P.- ¿Qué supone para usted conseguir el galardón?

R.- Supone conseguir un sueño. Cuando uno entra en la cocina siempre sueña con conseguir una Estrella Michelin. Cumples un sueño y es una recompensa al trabajo duro del equipo. Todos nos hemos dejado la piel. A mi equipo le decía que, tras el reconocimiento de nuestros clientes, tocaba que nos dieran una palmadita en la espalda para que quedara certificado que estamos haciendo las cosas bien, como ha ocurrido este martes.

P.- ¿Y para el restaurante?

R.- Es una inyección de moral para todo el que forma parte del equipo. Tras conocerse la noticia de la estrella, desde las 22.30 a las 2 de la mañana, recibimos 67 reservas. Es un empujón muy grande para un restaurante pequeño que se esfuerza, cada día, por hacer las cosas bien. No debemos perder a nuestro cliente. La calidad y calidez que les demostramos cada día.

Restaurante Alquimia

P.- ¿En quién fue en la primera persona en la que pensó cuando se llevó el galardón?

R.- Hay varias. Una, en mi mujer. También en mi hijo. He sido padre hace dos meses. Podríamos decir que “viene con un pan bajo el brazo”. En este caso lo hace con una estrella. En resumen, en la familia y en el equipo. La familia te sufre, el equipo te aguanta y mi mujer me apoya en todo, sobre todo cuando vienen mal dadas.

P.- Alquimia abre sus puertas en Valladolid en 2018. ¿Cómo han sido estos años y de donde viene el nombre?

R.- Abrimos en noviembre de 2018. Fue un traspaso. Antes estaba la Hamburguesería Yovilant. Hemos pasado rachas. Desde 2018 hasta 2020 nos iba bien. El crecimiento era bueno hasta que llegó la pandemia. Nos tocó sufrir, como a todos, con el cierre, las restricciones y demás. Después nos costó volver a arrancar, pero aquí estamos.   En cuanto al nombre, lo llamamos Alquimia porque nos gusta la cocina molecular. Dar toques, pero sin rizar el rizo, sin hacer espumas…buscamos la sorpresa en la boca.

P.- ¿Cómo definiría la cocina del Alquimia?

R.- Tratamos de fusionar los sabores del mundo. Nos gusta que nuestros clientes tengan el gusto por el guiso de la abuela, a fuego lento y le damos un toque exótico de sabores de distintas partes del mundo, siempre confiando en el producto de cercanía.

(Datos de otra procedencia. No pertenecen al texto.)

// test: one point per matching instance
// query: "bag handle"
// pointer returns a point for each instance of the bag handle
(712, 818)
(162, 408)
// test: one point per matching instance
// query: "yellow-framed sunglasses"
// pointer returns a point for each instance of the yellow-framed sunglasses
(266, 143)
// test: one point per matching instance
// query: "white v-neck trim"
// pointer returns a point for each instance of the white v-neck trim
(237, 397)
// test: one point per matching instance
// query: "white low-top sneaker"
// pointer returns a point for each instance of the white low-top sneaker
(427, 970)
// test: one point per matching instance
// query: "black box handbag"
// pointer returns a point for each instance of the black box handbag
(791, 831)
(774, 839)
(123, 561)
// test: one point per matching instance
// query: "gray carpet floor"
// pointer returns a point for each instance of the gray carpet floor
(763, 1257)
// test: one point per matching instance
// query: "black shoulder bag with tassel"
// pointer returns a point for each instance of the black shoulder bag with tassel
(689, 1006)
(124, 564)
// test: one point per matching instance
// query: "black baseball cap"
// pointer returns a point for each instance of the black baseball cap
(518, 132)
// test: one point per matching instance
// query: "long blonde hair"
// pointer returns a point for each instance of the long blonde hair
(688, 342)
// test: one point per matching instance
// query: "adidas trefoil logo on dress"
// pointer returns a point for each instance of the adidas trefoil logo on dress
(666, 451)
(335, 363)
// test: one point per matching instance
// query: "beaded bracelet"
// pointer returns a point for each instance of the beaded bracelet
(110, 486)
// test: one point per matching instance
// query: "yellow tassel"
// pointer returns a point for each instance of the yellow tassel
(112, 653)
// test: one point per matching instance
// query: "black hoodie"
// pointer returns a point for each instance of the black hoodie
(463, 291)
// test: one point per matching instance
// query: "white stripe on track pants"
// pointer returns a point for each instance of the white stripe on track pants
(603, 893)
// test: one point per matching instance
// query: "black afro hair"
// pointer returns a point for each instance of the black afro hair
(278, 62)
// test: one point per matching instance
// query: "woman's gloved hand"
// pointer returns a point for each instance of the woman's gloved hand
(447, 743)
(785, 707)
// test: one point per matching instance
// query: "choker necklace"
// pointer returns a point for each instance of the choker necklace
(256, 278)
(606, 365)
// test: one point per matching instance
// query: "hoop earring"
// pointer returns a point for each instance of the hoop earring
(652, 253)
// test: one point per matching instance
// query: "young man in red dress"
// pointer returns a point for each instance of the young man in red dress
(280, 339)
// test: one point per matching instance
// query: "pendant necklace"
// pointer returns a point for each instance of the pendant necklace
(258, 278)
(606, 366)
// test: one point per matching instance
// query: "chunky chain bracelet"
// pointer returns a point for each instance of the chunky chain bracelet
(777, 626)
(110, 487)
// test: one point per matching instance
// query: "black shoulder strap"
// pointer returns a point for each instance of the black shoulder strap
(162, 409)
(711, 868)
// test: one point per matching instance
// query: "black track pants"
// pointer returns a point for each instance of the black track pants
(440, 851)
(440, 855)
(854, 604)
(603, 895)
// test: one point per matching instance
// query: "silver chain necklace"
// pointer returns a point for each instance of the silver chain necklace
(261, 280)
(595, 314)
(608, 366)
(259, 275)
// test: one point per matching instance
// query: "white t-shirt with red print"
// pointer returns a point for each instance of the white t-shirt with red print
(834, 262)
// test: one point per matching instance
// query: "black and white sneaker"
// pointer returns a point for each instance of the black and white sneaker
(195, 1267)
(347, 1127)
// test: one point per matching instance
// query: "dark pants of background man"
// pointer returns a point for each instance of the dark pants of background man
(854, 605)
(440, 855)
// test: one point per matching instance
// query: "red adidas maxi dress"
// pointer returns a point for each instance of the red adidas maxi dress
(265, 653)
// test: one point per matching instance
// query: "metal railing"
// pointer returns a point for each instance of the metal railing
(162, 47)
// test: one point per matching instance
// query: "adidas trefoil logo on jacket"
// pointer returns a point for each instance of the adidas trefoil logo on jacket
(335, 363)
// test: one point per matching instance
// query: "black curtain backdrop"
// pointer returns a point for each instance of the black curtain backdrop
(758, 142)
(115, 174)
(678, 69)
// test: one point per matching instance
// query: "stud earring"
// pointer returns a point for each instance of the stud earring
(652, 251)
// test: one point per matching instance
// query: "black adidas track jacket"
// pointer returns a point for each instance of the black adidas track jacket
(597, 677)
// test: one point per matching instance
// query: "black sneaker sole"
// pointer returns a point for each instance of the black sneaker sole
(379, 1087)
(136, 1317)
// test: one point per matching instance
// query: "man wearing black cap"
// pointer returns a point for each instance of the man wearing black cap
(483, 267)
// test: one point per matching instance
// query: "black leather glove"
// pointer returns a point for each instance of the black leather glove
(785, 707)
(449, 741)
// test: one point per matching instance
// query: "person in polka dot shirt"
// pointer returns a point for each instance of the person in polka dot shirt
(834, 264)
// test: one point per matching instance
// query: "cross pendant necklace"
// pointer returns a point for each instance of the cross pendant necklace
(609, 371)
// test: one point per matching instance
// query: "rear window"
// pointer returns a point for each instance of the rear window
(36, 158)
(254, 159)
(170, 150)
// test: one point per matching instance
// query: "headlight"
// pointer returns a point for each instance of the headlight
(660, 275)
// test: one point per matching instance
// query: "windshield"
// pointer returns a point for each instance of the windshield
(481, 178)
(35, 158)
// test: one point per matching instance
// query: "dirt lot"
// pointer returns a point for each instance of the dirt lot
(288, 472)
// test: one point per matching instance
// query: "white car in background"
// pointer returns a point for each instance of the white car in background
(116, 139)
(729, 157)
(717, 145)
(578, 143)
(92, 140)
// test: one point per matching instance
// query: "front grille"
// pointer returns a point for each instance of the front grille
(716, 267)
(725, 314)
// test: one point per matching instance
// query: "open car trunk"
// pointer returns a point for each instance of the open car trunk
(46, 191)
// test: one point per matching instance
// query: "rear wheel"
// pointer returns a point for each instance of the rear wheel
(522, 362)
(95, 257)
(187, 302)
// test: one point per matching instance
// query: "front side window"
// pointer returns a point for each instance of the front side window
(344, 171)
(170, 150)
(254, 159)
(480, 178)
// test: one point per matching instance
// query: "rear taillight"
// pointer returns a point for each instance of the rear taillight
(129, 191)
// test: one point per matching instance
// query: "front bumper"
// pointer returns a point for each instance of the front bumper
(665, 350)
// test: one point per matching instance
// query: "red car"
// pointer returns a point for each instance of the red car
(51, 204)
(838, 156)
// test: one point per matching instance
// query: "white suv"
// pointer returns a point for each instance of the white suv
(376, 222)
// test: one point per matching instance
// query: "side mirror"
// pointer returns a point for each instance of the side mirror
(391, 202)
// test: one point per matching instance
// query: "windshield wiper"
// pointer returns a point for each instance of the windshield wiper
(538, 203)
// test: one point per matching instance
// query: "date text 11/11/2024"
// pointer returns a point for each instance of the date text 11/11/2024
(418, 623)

Maiz con aguacate y mole, uno de los platos de Alquimia

P.- ¿Cuándo comienza a cocinar?

R.- Yo no tenía el sueño de cocinar. Trabajaba en un taller de metal en Guardo, en la provincia de Palencia. La cocina me gustaba y con 18 años le dije a mi padre que soldar y montar ventanas no me convencía del todo. Que los hierros no eran lo mío. Me fui a estudiar un Grado Medio de cocina al Instituto Virgen de la Calle de Palencia. Estuve trabajando también en el Hotel Real de Guardo. Estaría dos años, hasta que cerró. Después abrí otro en Velilla del Río Carrión que se mantuvo durante cuatro años y antes de la crisis del 2008, cerramos. Me tomé un año sabático y llegué a Valladolid en el año 2009. Estuve en el Suite 22 otros cinco años. Pasé por Arzuaga y después pensé que era el momento de apostar por un proyecto propio. Junto a dos amigos, abrimos Alquimia.

P.- ¿Cómo recuerda esos años trabajando con su padre?

R.- Con sensaciones cruzadas. Me gustaba, pero me aburría. Al final eres joven y rebelde. No piensas tanto con la cabeza, piensas más en otras cosas. Lo recuerdo con cariño y como una etapa más y la vida es eso, cerrar etapas.

P.- ¿Qué es para usted la cocina?

R.- La cocina, para mí y para todo el mundo es un modo de vida. Vives al contrario de todo el mundo. Cuando tú trabajas, los clientes se divierten. Cuando descansas, los demás trabajan. Es complicado de compaginar con el día a día y más con pareja.

P.- ¿Qué retos se marca y cómo ve el futuro?

R.- El reto pasa por no estrellarnos tras salir de la pandemia. Deseo que por fin funcionen las cosas. Contar con un equipo estable, como el que tenemos y seguir haciendo las cosas bien.